Le nouveau Premier ministre britannique Boris Johnson réunit ce jeudi les poids lourds de son gouvernement, fraîchement nommés, première étape de sa bataille pour résoudre la crise du Brexit qui dure depuis trois ans et qu'il promet de régler en trois mois.
Après sa première nuit à Downing Street, Boris Johnson réunit son premier conseil des ministres dans la matinée. Il s'est débarrassé d'une très large partie de l'équipe de Theresa May, opérant un virage à droite et nommant aux postes clés de fervents Brexiter comme Dominic Raab, 45 ans, qui a hérité de la diplomatie britannique, Priti Patel, 47 ans, nouvelle ministre de l'Intérieur, ou Jacob Rees-Mogg, 50 ans, chargé des relations avec le parlement.
"C'est la purge la plus brutale de l'histoire politique moderne", affirmait le quotidien conservateur Times. "Massacre ministériel", commentait le tabloïd Daily Mail. Ce gouvernement est "le plus à droite depuis les années 1980", soulignait de son côté le Daily Mirror (gauche). Parmi les ministres rescapés, Steve Barclay, un autre eurosceptique, reste aux manettes du Brexit et Matt Hancock à la Santé.
Fidèle à son style fougueux, Boris Johnson a promis de "sortir de l'UE le 31 octobre, sans conditions", lors de son premier discours devant Downing Street mercredi. Ce jeudi, en fin de matinée, il doit s'adresser pour la première fois aux députés britanniques avant la pause parlementaire estivale qui démarre dans la soirée et se prolonge jusqu'au 3 septembre.
Un Brexit avec ou sans accord
Le 31 octobre est la date butoir fixée après deux reports du Brexit, initialement prévu le 29 mars mais repoussé en raison du rejet par les députés de l'accord de divorce conclu par Theresa May avec Bruxelles. Se moquant des opposants au Brexit, qualifiés de "rabat-joie" et de "pessimistes", Boris Johnson a répété qu'il était prêt à une sortie sans accord, se montrant déterminé à répondre à la frustration des 52% de Britanniques qui ont voté pour le Brexit en juin 2016 mais n'ont rien vu venir.

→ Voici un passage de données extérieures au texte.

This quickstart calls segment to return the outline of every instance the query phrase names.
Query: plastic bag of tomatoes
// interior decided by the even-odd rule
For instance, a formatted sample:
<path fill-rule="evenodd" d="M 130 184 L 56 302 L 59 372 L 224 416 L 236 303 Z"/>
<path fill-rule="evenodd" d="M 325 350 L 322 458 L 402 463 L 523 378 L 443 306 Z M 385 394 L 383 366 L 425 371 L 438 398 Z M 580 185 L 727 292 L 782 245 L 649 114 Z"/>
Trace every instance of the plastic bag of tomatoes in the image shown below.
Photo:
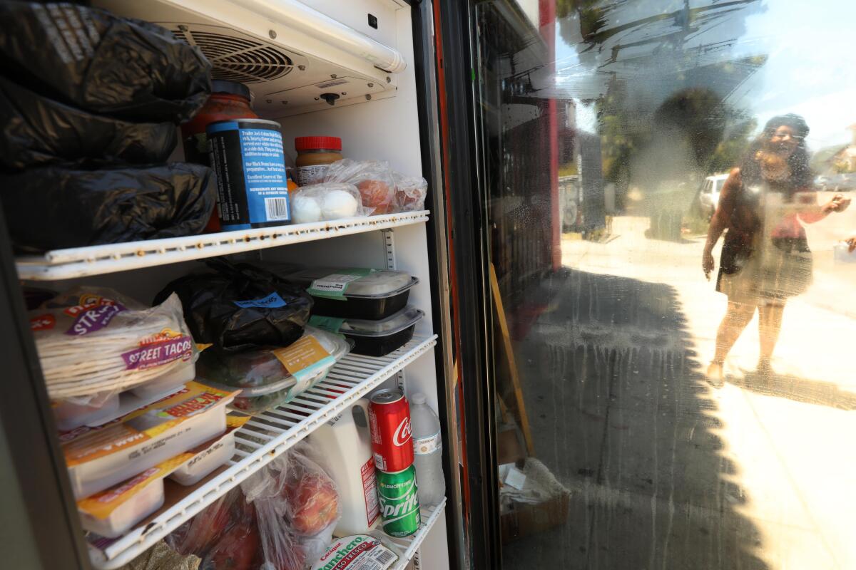
<path fill-rule="evenodd" d="M 330 544 L 336 484 L 299 449 L 280 455 L 168 538 L 201 570 L 301 570 Z"/>
<path fill-rule="evenodd" d="M 353 184 L 360 191 L 363 207 L 372 215 L 397 211 L 395 180 L 389 163 L 346 158 L 330 165 L 324 182 Z"/>

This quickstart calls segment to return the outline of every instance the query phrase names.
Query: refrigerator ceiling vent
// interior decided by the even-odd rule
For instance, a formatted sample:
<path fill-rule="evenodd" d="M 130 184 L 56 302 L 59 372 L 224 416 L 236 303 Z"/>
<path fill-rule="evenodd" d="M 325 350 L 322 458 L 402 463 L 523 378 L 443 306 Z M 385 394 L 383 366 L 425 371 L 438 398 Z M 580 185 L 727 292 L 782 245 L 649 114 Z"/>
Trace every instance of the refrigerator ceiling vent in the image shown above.
<path fill-rule="evenodd" d="M 211 77 L 215 79 L 244 84 L 271 81 L 290 73 L 294 66 L 294 59 L 282 49 L 228 28 L 181 24 L 171 32 L 202 50 L 214 66 Z"/>

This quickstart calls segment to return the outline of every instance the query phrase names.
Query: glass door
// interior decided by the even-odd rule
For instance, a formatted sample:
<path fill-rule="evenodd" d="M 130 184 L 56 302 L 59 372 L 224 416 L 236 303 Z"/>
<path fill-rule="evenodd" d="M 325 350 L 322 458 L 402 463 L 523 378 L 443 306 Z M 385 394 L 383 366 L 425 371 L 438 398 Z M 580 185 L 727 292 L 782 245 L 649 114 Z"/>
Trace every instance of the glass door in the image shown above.
<path fill-rule="evenodd" d="M 856 3 L 471 8 L 502 567 L 856 567 Z"/>

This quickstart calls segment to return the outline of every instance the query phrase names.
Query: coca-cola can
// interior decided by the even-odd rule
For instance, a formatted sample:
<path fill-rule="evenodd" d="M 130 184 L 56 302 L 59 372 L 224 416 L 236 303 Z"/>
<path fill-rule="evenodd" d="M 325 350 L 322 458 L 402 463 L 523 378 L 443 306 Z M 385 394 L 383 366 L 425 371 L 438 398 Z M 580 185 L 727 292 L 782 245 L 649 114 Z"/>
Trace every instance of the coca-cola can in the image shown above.
<path fill-rule="evenodd" d="M 413 464 L 410 405 L 401 390 L 378 390 L 372 396 L 369 426 L 376 467 L 389 473 Z"/>

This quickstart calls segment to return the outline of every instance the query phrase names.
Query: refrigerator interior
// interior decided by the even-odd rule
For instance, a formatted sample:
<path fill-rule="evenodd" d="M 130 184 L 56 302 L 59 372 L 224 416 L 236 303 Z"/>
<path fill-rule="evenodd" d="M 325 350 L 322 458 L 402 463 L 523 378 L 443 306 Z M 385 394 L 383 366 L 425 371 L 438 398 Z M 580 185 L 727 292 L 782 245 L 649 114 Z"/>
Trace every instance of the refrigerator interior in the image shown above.
<path fill-rule="evenodd" d="M 383 53 L 400 55 L 402 61 L 395 64 L 397 67 L 393 66 L 397 73 L 387 73 L 364 57 L 355 56 L 354 50 L 351 51 L 342 49 L 346 42 L 339 45 L 326 42 L 324 33 L 335 33 L 338 29 L 333 25 L 323 32 L 309 32 L 305 29 L 301 32 L 294 22 L 291 25 L 296 27 L 289 26 L 287 20 L 273 21 L 272 17 L 277 15 L 270 10 L 265 11 L 266 5 L 278 6 L 281 9 L 279 15 L 288 15 L 300 3 L 252 0 L 233 3 L 219 0 L 137 3 L 101 0 L 94 3 L 122 15 L 150 20 L 176 33 L 182 31 L 179 26 L 185 26 L 191 32 L 210 32 L 216 30 L 232 37 L 255 40 L 264 44 L 263 47 L 276 49 L 280 53 L 287 54 L 293 65 L 279 78 L 278 82 L 276 79 L 259 80 L 248 83 L 247 86 L 253 92 L 254 110 L 259 115 L 282 125 L 285 152 L 292 158 L 295 156 L 295 137 L 335 136 L 342 138 L 342 155 L 347 158 L 389 161 L 395 169 L 406 175 L 422 174 L 413 23 L 411 8 L 406 3 L 359 0 L 346 3 L 347 8 L 342 6 L 342 3 L 325 0 L 302 3 L 310 12 L 317 10 L 313 17 L 318 21 L 323 21 L 323 16 L 336 17 L 355 31 L 355 38 L 368 37 L 378 44 L 389 46 L 386 52 L 378 50 Z M 376 17 L 377 29 L 369 25 L 370 19 L 366 15 Z M 187 35 L 187 29 L 184 32 Z M 299 70 L 298 65 L 305 66 L 306 69 Z M 301 73 L 306 75 L 299 79 Z M 342 95 L 342 100 L 337 101 L 335 106 L 309 97 L 318 91 L 318 85 L 327 85 L 342 78 L 347 78 L 348 83 L 323 87 L 335 87 L 342 90 L 340 93 L 349 93 Z M 223 76 L 223 79 L 240 80 L 240 76 Z M 359 88 L 355 86 L 358 83 L 360 85 Z M 286 97 L 283 93 L 290 93 L 288 103 L 282 103 Z M 178 153 L 180 149 L 181 145 Z M 182 160 L 183 156 L 176 154 L 174 159 Z M 433 337 L 429 246 L 425 223 L 401 225 L 388 230 L 363 231 L 341 237 L 319 235 L 317 238 L 319 238 L 313 241 L 240 252 L 229 256 L 229 258 L 262 264 L 293 262 L 308 267 L 364 267 L 405 271 L 419 279 L 409 299 L 409 304 L 425 312 L 425 318 L 418 324 L 415 335 L 429 340 Z M 81 285 L 110 287 L 148 303 L 168 282 L 202 267 L 199 261 L 186 261 L 76 279 L 27 283 L 56 291 Z M 437 410 L 438 397 L 444 397 L 444 389 L 442 376 L 438 379 L 431 345 L 429 343 L 423 346 L 417 356 L 407 361 L 406 367 L 377 387 L 398 385 L 404 389 L 407 397 L 421 392 L 427 397 L 429 405 Z M 292 438 L 288 441 L 290 445 L 298 439 Z M 280 449 L 280 452 L 284 449 Z M 213 498 L 208 497 L 205 504 Z M 202 506 L 202 503 L 197 503 L 193 511 L 198 512 Z M 430 549 L 407 552 L 413 556 L 410 561 L 413 567 L 449 567 L 443 504 L 431 518 L 432 526 L 427 536 L 421 537 L 431 545 Z M 189 518 L 189 514 L 188 510 L 182 517 Z M 423 520 L 425 520 L 425 513 Z M 170 523 L 171 528 L 175 526 L 176 524 Z M 415 547 L 413 549 L 415 551 Z M 138 550 L 138 547 L 130 547 L 111 561 L 96 561 L 95 566 L 116 567 L 118 561 L 127 561 L 125 557 L 128 552 L 139 554 Z"/>

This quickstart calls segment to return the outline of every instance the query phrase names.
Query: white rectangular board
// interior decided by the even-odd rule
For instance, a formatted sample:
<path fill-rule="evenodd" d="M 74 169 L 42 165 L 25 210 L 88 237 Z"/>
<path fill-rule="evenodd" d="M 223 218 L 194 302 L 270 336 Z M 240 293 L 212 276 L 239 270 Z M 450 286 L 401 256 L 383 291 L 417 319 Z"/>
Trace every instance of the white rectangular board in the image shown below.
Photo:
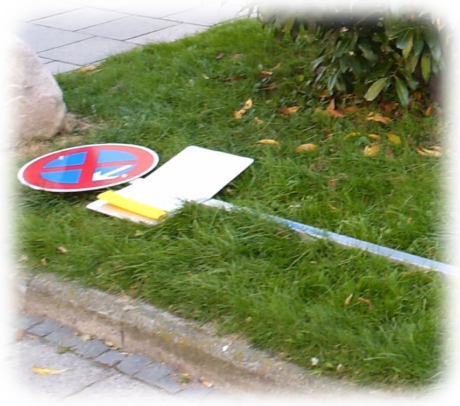
<path fill-rule="evenodd" d="M 251 158 L 190 146 L 151 175 L 137 179 L 116 193 L 138 203 L 172 212 L 186 201 L 204 202 L 211 199 L 253 162 Z M 157 223 L 103 200 L 92 202 L 87 208 L 131 221 Z"/>

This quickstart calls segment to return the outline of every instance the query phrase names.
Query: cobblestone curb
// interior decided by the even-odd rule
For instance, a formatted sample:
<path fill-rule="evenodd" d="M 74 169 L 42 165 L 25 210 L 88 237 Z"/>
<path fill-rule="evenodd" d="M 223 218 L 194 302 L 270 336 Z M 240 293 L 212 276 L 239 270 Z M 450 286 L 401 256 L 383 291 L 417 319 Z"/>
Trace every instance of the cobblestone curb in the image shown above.
<path fill-rule="evenodd" d="M 220 398 L 225 396 L 223 393 L 263 406 L 407 405 L 401 399 L 358 389 L 344 380 L 312 376 L 235 337 L 218 337 L 211 327 L 201 327 L 131 298 L 85 289 L 54 275 L 27 272 L 17 264 L 0 262 L 0 300 L 38 317 L 21 319 L 22 328 L 33 329 L 37 335 L 107 366 L 124 366 L 128 369 L 125 373 L 163 390 L 193 397 L 207 388 L 178 391 L 178 382 L 171 374 L 164 375 L 167 371 L 159 364 L 187 374 L 192 381 L 212 382 L 222 393 L 208 393 L 204 406 L 227 405 Z M 64 327 L 56 329 L 51 320 Z M 69 327 L 102 341 L 82 342 Z M 123 358 L 104 341 L 139 355 Z M 147 361 L 150 359 L 159 364 Z"/>

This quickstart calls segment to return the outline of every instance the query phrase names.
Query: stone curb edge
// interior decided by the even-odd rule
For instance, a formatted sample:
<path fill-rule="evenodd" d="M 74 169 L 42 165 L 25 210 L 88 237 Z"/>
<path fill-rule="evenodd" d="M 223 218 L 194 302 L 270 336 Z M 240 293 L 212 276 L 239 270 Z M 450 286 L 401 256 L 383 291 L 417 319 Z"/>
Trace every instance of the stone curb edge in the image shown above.
<path fill-rule="evenodd" d="M 129 297 L 114 296 L 0 261 L 0 299 L 32 316 L 47 317 L 123 351 L 168 364 L 222 392 L 263 406 L 403 406 L 407 401 L 314 376 L 296 365 L 218 337 L 199 326 Z"/>

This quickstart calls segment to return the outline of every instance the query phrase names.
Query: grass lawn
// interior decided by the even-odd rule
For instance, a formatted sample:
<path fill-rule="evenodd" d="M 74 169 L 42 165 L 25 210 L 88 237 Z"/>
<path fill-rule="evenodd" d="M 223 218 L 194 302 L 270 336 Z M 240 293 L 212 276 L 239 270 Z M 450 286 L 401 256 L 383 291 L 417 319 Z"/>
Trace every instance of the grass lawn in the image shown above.
<path fill-rule="evenodd" d="M 321 90 L 304 84 L 311 51 L 302 40 L 277 44 L 243 20 L 61 75 L 69 111 L 97 126 L 78 142 L 43 145 L 133 143 L 162 162 L 189 145 L 252 157 L 218 198 L 460 266 L 460 158 L 447 152 L 460 151 L 455 95 L 431 114 L 358 101 L 335 117 L 342 114 L 327 112 L 329 100 L 313 97 Z M 232 117 L 248 99 L 252 107 Z M 307 143 L 317 148 L 296 152 Z M 369 144 L 380 151 L 366 155 Z M 420 144 L 441 147 L 442 156 L 420 155 Z M 26 155 L 0 167 L 4 257 L 215 320 L 310 370 L 419 405 L 444 405 L 458 392 L 458 282 L 306 243 L 247 213 L 187 205 L 155 227 L 108 218 L 85 208 L 97 192 L 20 185 L 18 169 L 35 157 Z"/>

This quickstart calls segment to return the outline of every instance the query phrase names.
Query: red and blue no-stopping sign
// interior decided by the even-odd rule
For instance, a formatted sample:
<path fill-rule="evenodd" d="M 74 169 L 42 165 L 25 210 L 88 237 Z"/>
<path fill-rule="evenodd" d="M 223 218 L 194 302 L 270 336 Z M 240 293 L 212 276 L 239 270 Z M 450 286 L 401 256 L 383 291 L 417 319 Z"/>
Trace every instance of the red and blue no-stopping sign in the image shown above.
<path fill-rule="evenodd" d="M 130 144 L 94 144 L 43 155 L 24 165 L 19 181 L 49 192 L 85 192 L 120 185 L 150 172 L 155 151 Z"/>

Il assure qu'il peut obtenir un "meilleur accord" que celui négocié par Theresa May, sans la disposition controversée du "filet de sécurité", solution de dernier recours destinée à éviter le retour de contrôles à la frontière entre la province britannique d'Irlande du Nord et sa voisine la République d'Irlande après le Brexit.
Estimant que le nouveau dirigeant britannique "met la barre extrêmement haut", Anand Menon, professeur de politique européenne au King's College de Londres, juge "difficile de voir, cependant, comment il peut atteindre ses prétentions". "Et pratiquement impossible de voir comment il peut le faire dans les délais qu'il a fixés", ajoute-t-il dans une tribune au quotidien de gauche The Guardian.
Car l'échéance du Brexit est dans moins de 100 jours et Boris Johnson a exclu tout nouveau report. "Suggérer qu'il puisse y avoir un tout nouvel accord, négocié en quelques semaines ou mois n'est absolument pas réaliste", a réagi mercredi le Premier ministre irlandais Leo Varadkar, attendant de voir si Boris Johnson "peut fournir quelques détails derrière certains de ses slogans".
"J'ai hâte que l'on se rencontre afin de discuter - en détail - de notre coopération", a plus sobrement écrit Donald Tusk, qui chapeaute encore pour quelques mois le Conseil européen, l'institution regroupant les chefs d'Etat et de gouvernement de l'UE, dans une courte missive adressée à Boris Johnson.
Les Britanniques divisés
Si Boris Johnson est très populaire parmi les membres du Parti conservateur qui l'ont élu à 66%, il divise dans l'opinion publique comme au sein de sa majorité. L'ex-ministre des Finances Philip Hammond, redevenu simple député, a promis d'empêcher un Brexit sans accord.
Jeremy Corbyn, le chef du Labour, principal parti d'opposition, a lui appelé à une manifestation ce jeudi soir pour demander la tenue d'élections législatives anticipées. Bien qu'il ne dispose que d'une majorité de deux voix au Parlement, grâce à l'appui des dix députés du petit parti unioniste nord-irlandais DUP, il est peu probable que Boris Johnson convoque ces élections.
John Curtice, professeur en politique à l'université de Strathclyde, estime que ce serait une "terrible erreur pour les Tories", dans une analyse publiée sur le site du quotidien conservateur The Telegraph. Les Tories atteignent à peine 25% des intentions de vote selon de récents sondages, souligne-t-il, rappelant qu'aux élections européennes, les électeurs ont plébiscité le Parti du Brexit de Nigel Farage, suivi des europhiles du Parti libéral-démocrate.